Am in the planning stages of an overnight westernport trip for the 5th and 6th May. Best clash of conditions for the past 11 months. 3 nights after the full moon and a low tide after dark on a saturday night. Basic plan to leave around Corinella or Jam Jerop by midday Sat. Cross to either Freeman Pt , ******* Pt or trusty old Sandy Pt on French island to offload gear then fish the afternoon and get back to set up camp by dark. Fish the low tide overnight either in kayak or from land. Break camp early Sunday and fish my way back to car. Be off water by early afternoon. Did a similar trip last year and had a ball. Target species Gummy shark Mulloway and whatever else swims past. Any takers???? Steve.


----------



## squizzy (Mar 3, 2007)

Bloody hell Steve, sounds fantastic, Im spewing big time, I got soccer with my daughter starting 6th may and with my son on sat 5th then throw in my father inlaws 80th on Saturday nite. Not that spending time with the family isnt fun.but.....wpb, camping out, great conditions aaahhhhhhh. All the best with the trip, I urge all you melb yakkeres to get along with Steve and enjoy wpb with the kingfisher. Look forward to the reports


----------



## Y-Knot (Sep 26, 2006)

geez ya know how to tempt a bloke Steve, fantastic sounding trip planned.

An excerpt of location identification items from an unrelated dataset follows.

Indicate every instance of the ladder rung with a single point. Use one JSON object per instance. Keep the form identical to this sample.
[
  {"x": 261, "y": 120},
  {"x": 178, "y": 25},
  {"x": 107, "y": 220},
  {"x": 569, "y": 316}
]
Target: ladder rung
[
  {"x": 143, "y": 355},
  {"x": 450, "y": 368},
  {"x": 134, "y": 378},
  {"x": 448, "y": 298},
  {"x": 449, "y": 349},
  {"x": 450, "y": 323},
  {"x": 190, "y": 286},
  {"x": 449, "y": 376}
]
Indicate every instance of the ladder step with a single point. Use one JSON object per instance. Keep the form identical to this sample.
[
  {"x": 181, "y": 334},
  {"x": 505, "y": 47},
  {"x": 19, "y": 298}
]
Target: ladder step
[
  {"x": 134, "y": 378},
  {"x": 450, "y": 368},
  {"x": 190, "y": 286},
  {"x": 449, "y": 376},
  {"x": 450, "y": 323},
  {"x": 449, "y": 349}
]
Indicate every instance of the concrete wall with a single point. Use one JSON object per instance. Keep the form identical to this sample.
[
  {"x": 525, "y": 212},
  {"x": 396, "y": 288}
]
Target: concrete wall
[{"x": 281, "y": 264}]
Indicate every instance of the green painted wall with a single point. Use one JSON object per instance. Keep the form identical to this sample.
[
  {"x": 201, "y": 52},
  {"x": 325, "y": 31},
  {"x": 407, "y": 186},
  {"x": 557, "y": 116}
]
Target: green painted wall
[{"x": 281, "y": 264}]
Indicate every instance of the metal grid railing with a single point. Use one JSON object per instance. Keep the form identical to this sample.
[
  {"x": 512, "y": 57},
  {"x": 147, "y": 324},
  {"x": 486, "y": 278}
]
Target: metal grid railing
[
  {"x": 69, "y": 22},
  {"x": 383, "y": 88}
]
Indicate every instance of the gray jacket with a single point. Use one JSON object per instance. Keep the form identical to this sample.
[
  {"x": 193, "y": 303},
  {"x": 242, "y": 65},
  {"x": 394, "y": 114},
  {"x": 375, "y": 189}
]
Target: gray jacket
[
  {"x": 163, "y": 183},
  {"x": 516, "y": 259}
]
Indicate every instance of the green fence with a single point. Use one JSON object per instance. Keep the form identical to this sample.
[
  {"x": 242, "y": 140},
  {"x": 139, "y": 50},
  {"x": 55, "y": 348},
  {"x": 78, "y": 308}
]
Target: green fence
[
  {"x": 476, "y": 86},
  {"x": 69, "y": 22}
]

generally i work sundays so i would say im out of this 1 ...BUT... as it is my own business i could make that executive decision to not show up :wink:

I will have to get back to you.I am keen though.


----------



## hoit (Aug 29, 2005)

Hi Steve,

I am way too soft to go fishing overnight. err I mean I can't get a leave pass :roll: 

Good Luck
Grant


----------



## Y-Knot (Sep 26, 2006)

yeah bugger i cant do a weekend camp/fish ... i was taking the sunday off so we could fish but now the misses wants us to visit her relatives seeing that im not working. :shock:

HOW THE HELL DID THAT HAPPEN :evil: ... Bwaaaaaaa

im spewing mate but i hope you get out there and get onto 'em and prehaps next time (yeah next time i just wont mention to the misses until im walking out the door)

l'll be looking out for your trip report.


----------



## Guest (May 2, 2007)

I reckon I could be talked into this. Shoot me a PM with the details mate. I'm keen.


----------